That’s pretty strange though, I don’t think I’ve seen a subway with a time table before. It’s too frequent for it to matter in the first place, you just need to know when the next train towards your destination is coming!
- due to all the merging in and out throughout the system, trains need to be in the right place at the right time or merging delays will cascade throughout the system
- for purposes of employee scheduling, you need to make sure that the right employees are in the right place at the right time; generally a train leaving a terminal is being driven by a crew that had to come in from somewhere else.
Isn't that a different idea than a timetable? "We're aiming for one train every 10min" and "there's a train at 12.10, 12.20, 12.30" are similar, but not quite the same. You can get your approximation without a timetable though.

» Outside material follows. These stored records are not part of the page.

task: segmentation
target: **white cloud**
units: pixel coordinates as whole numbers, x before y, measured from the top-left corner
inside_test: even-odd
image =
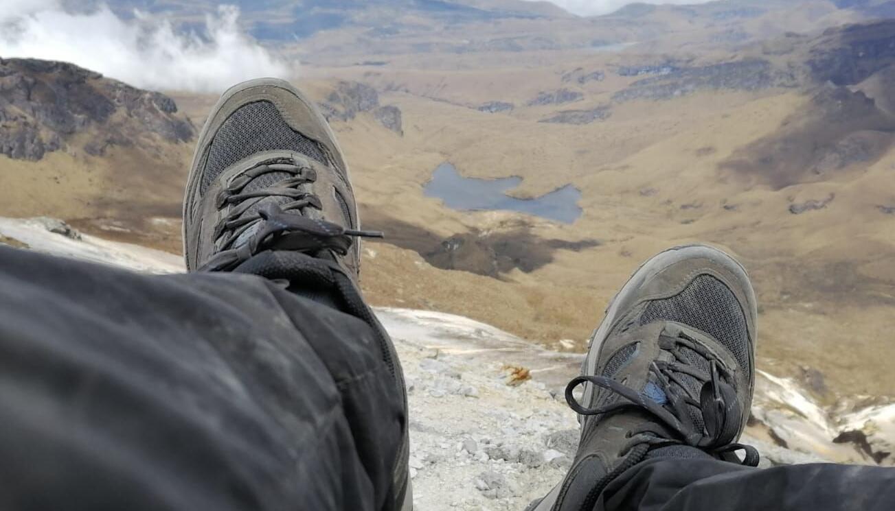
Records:
[[[536,2],[538,0],[528,0]],[[690,5],[705,4],[712,0],[549,0],[563,9],[579,16],[595,16],[609,14],[629,4],[669,4],[675,5]]]
[[[239,10],[221,6],[206,17],[205,38],[177,33],[169,21],[107,7],[67,13],[58,0],[0,0],[0,56],[73,63],[136,87],[218,92],[260,76],[295,71],[246,36]]]

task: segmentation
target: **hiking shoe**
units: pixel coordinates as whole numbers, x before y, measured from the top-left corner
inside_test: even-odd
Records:
[[[226,271],[264,250],[300,251],[359,273],[357,209],[336,137],[288,82],[227,90],[199,138],[183,201],[186,267]]]
[[[754,448],[735,443],[752,405],[755,320],[746,271],[718,249],[672,248],[641,266],[567,387],[581,423],[572,468],[530,509],[591,511],[609,482],[648,458],[757,465]]]
[[[288,82],[226,91],[200,135],[183,200],[190,272],[233,272],[364,321],[379,338],[395,391],[407,395],[395,345],[357,286],[360,237],[348,170],[329,125]],[[384,510],[413,508],[406,422]]]

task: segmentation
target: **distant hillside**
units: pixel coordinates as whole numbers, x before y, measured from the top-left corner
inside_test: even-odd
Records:
[[[157,217],[179,216],[195,133],[163,94],[70,63],[0,59],[0,214],[176,232]]]
[[[56,150],[186,142],[192,122],[174,100],[75,65],[0,59],[0,154],[40,160]]]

Tracked vehicles require centralised traffic management and scheduling as they cannot casually overtake one another as street traffic can, and setting switching points and clearing control blocks is required for safety.
Passengers transferring to other lines or transit modes may also appreciate predictability.
One could make the argument that a train showing up ten minutes late vs one on time doesn't really matter to a person so long as it shows up within a reasonable time of them getting to the station and it still takes them to their destination on time. If the headways are five minutes and every single train is running at the same speed just five minutes late, this is a distinction that doesn't matter to the passenger.